И тем не менее какое-то неприятное предчувствие не покидало его, назойливо копошась где-то в затылке, занудно поднывая в самом низу живота. Что за ерунда! На вокзале Бэрл прямиком проследовал в камеры хранения. Небольшой, но тяжелый чемодан ждал его в условленном месте. Пошарив во внешнем кармашке, Бэрл извлек оттуда пластиковую карточку-ключ в конвертике отеля  «Мемфис». «Ну вот, дурочка, – сказал он сам себе. – А ты боялась…». Настроение и впрямь пошло на поправку, и, весело насвистывая, дабы поддержать положительную тенденцию, Бэрл вышел на засеянную мелким зимним дождиком привокзальную площадь веселого города Амстердама.
Он отпустил такси на Музейной площади, за нескольких кварталов до отеля. На счастье, лобби «Мемфиса» было забито ордой азиатских туристов: не то корейцы, не то китайцы в одинаковых двуцветных куртках, обвешанные тоннами кинофотовидеоаппаратуры, сварливо распределялись по номерам. Швейцар-суринамец,и чемоданные мальчики уже давно перешагнули порог чувствительности и теперь пережидали азиатов как стихийное бедствие, уйдя в себя и уставясь в пространство с выражением безграничной покорности судьбе. Не привлекая в этой суете ничьего внимания, Бэрл поднялся на второй этаж и открыл дверь своего номера.

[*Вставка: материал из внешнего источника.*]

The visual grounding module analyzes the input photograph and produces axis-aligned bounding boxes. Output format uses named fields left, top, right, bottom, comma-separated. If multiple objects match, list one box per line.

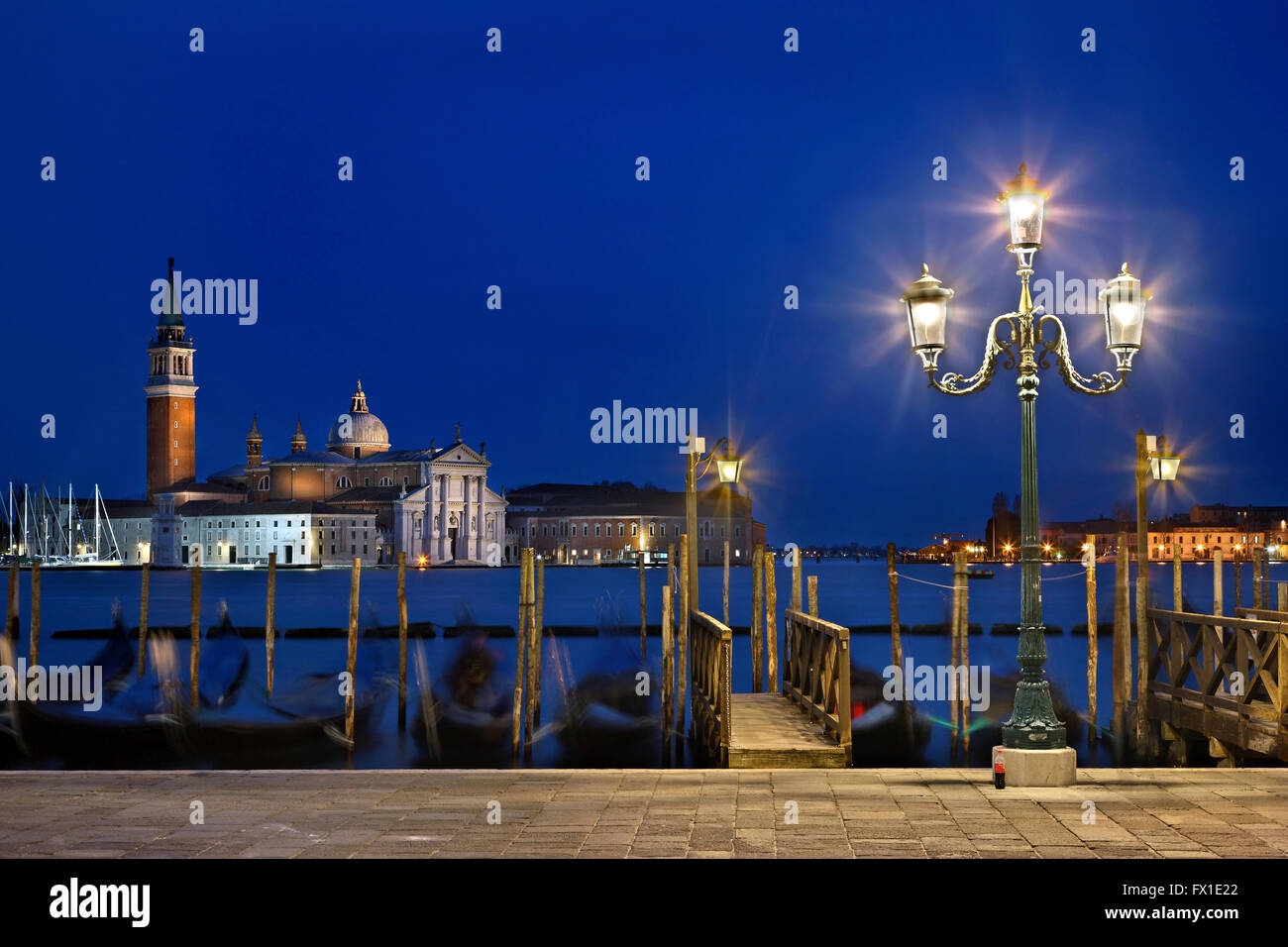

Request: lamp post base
left=1002, top=625, right=1069, bottom=750
left=993, top=746, right=1078, bottom=786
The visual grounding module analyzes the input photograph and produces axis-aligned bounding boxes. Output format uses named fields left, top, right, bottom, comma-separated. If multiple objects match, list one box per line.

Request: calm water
left=9, top=561, right=1288, bottom=767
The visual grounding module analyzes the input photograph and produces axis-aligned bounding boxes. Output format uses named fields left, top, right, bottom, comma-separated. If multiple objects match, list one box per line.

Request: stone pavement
left=0, top=770, right=1288, bottom=858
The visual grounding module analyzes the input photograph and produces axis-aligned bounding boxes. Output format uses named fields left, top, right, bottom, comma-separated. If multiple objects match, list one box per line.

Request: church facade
left=133, top=259, right=507, bottom=566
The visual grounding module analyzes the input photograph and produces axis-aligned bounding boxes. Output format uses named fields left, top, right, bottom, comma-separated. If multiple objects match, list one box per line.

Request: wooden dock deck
left=729, top=693, right=847, bottom=770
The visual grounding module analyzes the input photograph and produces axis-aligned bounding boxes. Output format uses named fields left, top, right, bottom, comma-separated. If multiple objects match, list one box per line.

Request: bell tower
left=143, top=257, right=197, bottom=501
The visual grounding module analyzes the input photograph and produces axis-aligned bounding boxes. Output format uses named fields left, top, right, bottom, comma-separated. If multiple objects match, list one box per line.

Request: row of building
left=48, top=259, right=765, bottom=566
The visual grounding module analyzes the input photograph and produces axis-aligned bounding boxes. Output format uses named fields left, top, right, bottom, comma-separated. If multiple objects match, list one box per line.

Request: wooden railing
left=1147, top=608, right=1288, bottom=760
left=690, top=612, right=733, bottom=767
left=783, top=609, right=851, bottom=763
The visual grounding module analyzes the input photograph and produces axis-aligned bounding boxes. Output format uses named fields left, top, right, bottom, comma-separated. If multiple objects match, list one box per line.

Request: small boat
left=561, top=672, right=662, bottom=767
left=10, top=608, right=250, bottom=768
left=189, top=621, right=393, bottom=770
left=411, top=635, right=514, bottom=768
left=850, top=665, right=931, bottom=767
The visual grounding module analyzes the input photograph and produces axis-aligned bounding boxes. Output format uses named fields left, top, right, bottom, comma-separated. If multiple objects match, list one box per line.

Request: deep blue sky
left=0, top=0, right=1288, bottom=544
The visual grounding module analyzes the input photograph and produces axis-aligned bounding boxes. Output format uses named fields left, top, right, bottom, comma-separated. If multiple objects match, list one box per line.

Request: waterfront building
left=505, top=481, right=765, bottom=566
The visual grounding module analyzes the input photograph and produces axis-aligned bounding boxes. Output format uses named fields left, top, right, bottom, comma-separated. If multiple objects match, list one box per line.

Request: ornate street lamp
left=901, top=164, right=1149, bottom=750
left=684, top=432, right=742, bottom=609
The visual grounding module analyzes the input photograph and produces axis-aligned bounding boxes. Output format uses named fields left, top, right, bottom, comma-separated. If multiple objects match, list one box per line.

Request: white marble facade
left=393, top=442, right=506, bottom=566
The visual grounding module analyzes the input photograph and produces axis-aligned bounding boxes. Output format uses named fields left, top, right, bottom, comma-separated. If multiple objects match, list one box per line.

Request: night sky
left=0, top=0, right=1288, bottom=545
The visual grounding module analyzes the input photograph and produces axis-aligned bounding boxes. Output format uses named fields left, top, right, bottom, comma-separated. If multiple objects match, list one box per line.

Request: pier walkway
left=0, top=770, right=1288, bottom=858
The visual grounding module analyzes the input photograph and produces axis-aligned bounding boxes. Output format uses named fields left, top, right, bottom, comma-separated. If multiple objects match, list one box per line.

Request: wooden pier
left=690, top=609, right=851, bottom=770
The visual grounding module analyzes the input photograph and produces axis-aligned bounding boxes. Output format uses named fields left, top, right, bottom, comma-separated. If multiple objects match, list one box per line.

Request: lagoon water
left=9, top=559, right=1288, bottom=767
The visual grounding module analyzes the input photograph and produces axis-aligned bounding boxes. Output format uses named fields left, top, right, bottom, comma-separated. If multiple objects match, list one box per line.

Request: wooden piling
left=948, top=552, right=966, bottom=755
left=265, top=549, right=277, bottom=706
left=510, top=549, right=532, bottom=763
left=393, top=552, right=407, bottom=730
left=532, top=556, right=546, bottom=727
left=4, top=559, right=18, bottom=642
left=344, top=557, right=362, bottom=754
left=762, top=552, right=778, bottom=693
left=724, top=540, right=729, bottom=627
left=1113, top=532, right=1127, bottom=747
left=139, top=563, right=149, bottom=679
left=515, top=550, right=537, bottom=760
left=954, top=553, right=970, bottom=753
left=1234, top=549, right=1243, bottom=614
left=640, top=543, right=648, bottom=664
left=1087, top=543, right=1100, bottom=746
left=1202, top=548, right=1225, bottom=693
left=188, top=562, right=201, bottom=710
left=662, top=585, right=675, bottom=753
left=751, top=546, right=765, bottom=693
left=793, top=549, right=805, bottom=612
left=886, top=543, right=903, bottom=673
left=675, top=536, right=693, bottom=734
left=27, top=559, right=40, bottom=668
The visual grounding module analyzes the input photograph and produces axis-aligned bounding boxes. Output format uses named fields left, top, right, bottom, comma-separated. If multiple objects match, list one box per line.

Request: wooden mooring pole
left=762, top=552, right=778, bottom=693
left=188, top=562, right=201, bottom=710
left=1113, top=532, right=1123, bottom=750
left=640, top=551, right=648, bottom=664
left=948, top=552, right=966, bottom=755
left=139, top=563, right=149, bottom=678
left=398, top=550, right=407, bottom=729
left=528, top=556, right=546, bottom=741
left=675, top=536, right=692, bottom=736
left=662, top=585, right=675, bottom=756
left=4, top=559, right=18, bottom=642
left=886, top=543, right=903, bottom=674
left=1087, top=543, right=1100, bottom=746
left=724, top=540, right=729, bottom=627
left=27, top=559, right=40, bottom=668
left=265, top=549, right=277, bottom=697
left=344, top=557, right=362, bottom=758
left=516, top=552, right=537, bottom=762
left=510, top=549, right=532, bottom=763
left=751, top=546, right=765, bottom=693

Острый запах опасности ударил в ноздри еще до того, как рука с пистолетом взметнулась ему навстречу. Шестым чувством просчитав чье-то присутствие сзади, он успел присесть одновременно с чудовищным ударом, обрушившимся на затылок, нейтрализовав таким образом большую часть фатальной разрушительной силы. Следуя инерции падения, Бэрл отпустил чемодан и, стараясь производить как можно больше грохота, всей своей стадесятикилограммовой массой рухнул в закуток между столом и комодом. И затих, оценивая ситуацию сквозь прикрытые веки.
Бэрл рассчитывал на то, что шум от их совместного с чемоданом падения собьет противника с ритма, и это позволит ему выиграть столь необходимые секунды. И впрямь, нападавшие замерли, напряженно прислушиваясь и на время выключив Бэрла из зоны первоочередного внимания. Их было двое, худощавых бородатых парней не оставляющей никаких сомнений наружности.
«Только куфии не хватает, – подумал Бэрл. – Суки драные...» Он ощущал странное, даже веселое спокойствие. В этой комнате ему повезло уже дважды. Во-первых, его не убили сразу, а значит, будут дополнительные шансы. Во-вторых, ему удалось с наименьшими потерями сымитировать тяжелую отключку, что сулило просто-таки блистательные перспективы, тем более, что парни отнюдь не выглядели профессионалами.
Выйдя из первого оцепенения, они наконец обрели дар речи. Арабской речи... «Идиот, – придушенно прошипел первый, высокий араб с десятком золотых цепочек под расстегнутым воротом белой шелковой рубашки. – Это называется «тихо»? Ты же уверял, что сделаешь его без лишнего шума...»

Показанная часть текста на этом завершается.